Et pourtant quand nous nous approchions de lui, un simple « Bonsoir David » prononcé à voix très basse suffisait pour qu’il se retourne, émerge du monde dans lequel il avait plongé et ouvre les yeux.

-Ah, disait-il pendant qu’un sourire se dessinait sur ses lèvres et dans ses yeux, c’est vous !

Alors il prenait vie. Sous les étranges vêtements dans lesquels il se serrait l’hiver ou transpirait l’été, il nous regardait chacun son tour et donnait l’impression de renaître. Nous aussi, nous partagions cette impression. C’est le miracle de ces rencontres entre êtres humains, quand on oublie notre environnement personnel et que nous ne sommes plus que des hommes ou des femmes en train de s’estimer mutuellement.

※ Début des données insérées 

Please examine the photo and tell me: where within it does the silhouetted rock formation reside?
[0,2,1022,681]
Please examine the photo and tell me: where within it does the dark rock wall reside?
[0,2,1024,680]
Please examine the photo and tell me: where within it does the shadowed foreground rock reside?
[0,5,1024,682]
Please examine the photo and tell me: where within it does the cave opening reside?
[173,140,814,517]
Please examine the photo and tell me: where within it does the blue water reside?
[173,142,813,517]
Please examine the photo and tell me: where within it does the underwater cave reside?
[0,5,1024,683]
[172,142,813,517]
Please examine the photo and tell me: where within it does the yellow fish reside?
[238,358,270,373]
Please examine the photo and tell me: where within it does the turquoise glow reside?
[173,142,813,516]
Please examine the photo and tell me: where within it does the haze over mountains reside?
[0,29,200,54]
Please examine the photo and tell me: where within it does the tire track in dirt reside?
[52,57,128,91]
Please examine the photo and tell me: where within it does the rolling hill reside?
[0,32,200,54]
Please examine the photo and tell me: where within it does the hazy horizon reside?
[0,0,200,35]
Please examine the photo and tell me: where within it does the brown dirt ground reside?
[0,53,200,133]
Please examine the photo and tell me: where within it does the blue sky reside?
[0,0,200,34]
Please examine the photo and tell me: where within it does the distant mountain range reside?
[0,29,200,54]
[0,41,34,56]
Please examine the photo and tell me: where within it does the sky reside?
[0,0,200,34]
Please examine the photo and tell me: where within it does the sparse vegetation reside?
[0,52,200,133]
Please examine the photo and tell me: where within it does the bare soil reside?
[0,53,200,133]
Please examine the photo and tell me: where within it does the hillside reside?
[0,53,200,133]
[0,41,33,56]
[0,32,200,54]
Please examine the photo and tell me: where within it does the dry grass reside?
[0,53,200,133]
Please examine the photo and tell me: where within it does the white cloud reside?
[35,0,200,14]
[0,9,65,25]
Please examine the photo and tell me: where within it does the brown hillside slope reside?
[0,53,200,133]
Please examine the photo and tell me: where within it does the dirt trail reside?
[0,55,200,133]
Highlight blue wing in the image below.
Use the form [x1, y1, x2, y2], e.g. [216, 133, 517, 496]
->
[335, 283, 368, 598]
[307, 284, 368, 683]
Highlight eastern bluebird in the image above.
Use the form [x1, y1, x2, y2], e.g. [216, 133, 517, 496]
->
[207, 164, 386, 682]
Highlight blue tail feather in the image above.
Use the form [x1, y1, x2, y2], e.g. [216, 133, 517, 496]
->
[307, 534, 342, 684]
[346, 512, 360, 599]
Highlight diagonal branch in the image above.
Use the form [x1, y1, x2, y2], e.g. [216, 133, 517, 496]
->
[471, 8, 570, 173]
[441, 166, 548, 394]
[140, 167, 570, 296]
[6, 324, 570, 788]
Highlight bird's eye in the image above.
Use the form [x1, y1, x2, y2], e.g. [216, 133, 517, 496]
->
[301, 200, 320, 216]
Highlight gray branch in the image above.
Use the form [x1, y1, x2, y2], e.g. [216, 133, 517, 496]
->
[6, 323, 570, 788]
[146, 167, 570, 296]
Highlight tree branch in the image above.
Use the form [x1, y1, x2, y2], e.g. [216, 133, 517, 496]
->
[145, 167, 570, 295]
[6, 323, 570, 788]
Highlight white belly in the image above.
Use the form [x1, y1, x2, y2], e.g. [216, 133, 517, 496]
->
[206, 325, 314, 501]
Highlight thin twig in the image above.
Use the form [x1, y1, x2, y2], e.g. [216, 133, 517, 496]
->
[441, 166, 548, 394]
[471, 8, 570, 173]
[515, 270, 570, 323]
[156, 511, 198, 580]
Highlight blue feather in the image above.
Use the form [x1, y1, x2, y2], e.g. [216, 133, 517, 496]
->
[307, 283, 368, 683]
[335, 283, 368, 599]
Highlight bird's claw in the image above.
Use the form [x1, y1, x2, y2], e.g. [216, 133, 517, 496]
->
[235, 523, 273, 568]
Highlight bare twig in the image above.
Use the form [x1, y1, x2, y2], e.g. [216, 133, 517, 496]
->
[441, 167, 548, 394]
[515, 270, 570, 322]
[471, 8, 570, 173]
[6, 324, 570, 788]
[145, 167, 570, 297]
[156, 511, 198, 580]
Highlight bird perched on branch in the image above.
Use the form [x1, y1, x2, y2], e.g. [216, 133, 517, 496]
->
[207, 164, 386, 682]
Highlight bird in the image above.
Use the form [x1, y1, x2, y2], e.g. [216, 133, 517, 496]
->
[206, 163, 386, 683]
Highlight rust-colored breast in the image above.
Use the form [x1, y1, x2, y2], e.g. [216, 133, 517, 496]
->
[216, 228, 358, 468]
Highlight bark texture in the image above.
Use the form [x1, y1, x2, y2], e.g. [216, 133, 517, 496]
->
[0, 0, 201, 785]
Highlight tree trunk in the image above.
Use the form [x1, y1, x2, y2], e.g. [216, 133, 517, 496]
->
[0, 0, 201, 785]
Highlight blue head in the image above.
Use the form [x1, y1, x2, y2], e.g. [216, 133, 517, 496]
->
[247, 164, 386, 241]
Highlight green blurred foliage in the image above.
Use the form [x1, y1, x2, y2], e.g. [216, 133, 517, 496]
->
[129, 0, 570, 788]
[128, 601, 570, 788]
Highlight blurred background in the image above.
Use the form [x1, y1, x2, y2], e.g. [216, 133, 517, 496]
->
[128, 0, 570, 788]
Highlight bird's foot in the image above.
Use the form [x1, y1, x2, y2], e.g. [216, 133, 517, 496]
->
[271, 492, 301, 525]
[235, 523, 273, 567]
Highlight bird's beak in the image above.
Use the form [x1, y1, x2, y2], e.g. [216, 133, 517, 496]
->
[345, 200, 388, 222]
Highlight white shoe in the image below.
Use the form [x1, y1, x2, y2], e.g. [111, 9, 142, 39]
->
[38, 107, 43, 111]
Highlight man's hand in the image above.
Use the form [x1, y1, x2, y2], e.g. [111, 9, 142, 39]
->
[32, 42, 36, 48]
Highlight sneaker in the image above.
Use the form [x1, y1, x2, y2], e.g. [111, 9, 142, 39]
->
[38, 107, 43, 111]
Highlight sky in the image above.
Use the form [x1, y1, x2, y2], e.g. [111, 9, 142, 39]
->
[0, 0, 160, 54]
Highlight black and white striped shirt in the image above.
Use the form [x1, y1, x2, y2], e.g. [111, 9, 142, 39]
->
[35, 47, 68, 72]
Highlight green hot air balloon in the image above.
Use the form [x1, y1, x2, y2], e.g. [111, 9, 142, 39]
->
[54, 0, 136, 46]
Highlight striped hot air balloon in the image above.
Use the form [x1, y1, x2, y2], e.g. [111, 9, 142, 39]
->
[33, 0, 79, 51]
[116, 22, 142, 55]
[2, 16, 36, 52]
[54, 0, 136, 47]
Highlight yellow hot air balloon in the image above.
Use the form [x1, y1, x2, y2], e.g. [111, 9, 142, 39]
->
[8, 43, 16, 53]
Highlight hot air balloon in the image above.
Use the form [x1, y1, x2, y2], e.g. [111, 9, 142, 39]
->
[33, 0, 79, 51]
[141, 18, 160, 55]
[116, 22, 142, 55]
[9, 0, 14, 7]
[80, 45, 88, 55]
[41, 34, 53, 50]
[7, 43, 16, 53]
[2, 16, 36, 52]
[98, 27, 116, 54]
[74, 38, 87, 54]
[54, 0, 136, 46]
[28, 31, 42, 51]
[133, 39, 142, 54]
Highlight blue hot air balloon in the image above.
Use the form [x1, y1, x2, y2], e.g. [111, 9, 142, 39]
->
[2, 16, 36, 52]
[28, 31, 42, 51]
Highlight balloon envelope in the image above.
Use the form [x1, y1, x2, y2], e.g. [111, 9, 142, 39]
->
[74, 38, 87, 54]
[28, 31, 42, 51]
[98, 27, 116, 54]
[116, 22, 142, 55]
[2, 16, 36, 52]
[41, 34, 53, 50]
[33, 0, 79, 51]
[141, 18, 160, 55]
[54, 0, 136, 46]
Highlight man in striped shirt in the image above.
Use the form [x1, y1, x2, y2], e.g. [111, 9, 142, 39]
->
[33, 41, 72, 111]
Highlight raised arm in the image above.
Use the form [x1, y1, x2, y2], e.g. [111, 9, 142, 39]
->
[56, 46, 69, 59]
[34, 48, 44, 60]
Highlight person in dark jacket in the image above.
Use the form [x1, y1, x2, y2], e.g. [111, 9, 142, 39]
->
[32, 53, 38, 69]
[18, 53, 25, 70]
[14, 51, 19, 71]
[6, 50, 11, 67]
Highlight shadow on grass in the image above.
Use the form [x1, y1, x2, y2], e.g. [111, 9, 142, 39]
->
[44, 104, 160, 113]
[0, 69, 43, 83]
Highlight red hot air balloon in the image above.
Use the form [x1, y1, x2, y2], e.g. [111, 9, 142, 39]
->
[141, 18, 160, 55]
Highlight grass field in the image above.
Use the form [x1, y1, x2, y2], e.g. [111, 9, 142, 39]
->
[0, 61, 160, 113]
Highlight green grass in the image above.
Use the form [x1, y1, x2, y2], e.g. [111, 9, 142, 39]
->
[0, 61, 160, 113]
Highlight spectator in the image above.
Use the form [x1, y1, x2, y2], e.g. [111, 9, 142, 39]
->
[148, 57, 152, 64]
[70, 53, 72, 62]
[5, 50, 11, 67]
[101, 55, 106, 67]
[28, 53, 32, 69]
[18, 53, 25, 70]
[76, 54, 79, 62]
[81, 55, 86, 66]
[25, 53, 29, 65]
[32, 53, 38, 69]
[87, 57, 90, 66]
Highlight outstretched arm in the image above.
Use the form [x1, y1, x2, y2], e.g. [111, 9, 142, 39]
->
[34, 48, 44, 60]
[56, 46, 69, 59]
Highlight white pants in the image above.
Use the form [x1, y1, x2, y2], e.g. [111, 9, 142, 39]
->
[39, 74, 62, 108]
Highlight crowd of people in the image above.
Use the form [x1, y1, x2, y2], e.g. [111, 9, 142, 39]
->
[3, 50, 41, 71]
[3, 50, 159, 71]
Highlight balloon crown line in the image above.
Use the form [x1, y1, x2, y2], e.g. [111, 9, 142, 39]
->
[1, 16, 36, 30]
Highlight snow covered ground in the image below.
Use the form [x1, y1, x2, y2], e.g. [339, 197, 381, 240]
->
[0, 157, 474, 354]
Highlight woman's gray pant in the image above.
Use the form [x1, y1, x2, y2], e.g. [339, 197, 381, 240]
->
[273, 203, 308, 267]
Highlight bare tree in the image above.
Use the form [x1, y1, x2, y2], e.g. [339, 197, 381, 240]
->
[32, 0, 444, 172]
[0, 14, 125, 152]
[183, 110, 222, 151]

Sur ce plan, David était un exemple.

Oui, il buvait. Il buvait beaucoup, énormément. Il y avait toujours une bouteille de vin ou des canettes de bière à côté de ses jambes ou de ses bras. Mais que reste-t-il à faire quand toutes les blessures de la vie marquent votre corps, quand vous avez perdu tout fil avec la société pour des motifs que nous ne connaissons pas, quand le seul contact qui vous reste est celui du trottoir sur lequel vous dormez ?

Et voilà qu’avec son visage presque caricaturé, David était devenu un être attachant. Nous l’aimions comme un jeune frère qui n’aurait pas eu de chance. Lui aussi nous aimait. Quand nous partions après avoir passé un moment en sa compagnie, il disait : « Déjà ?.. »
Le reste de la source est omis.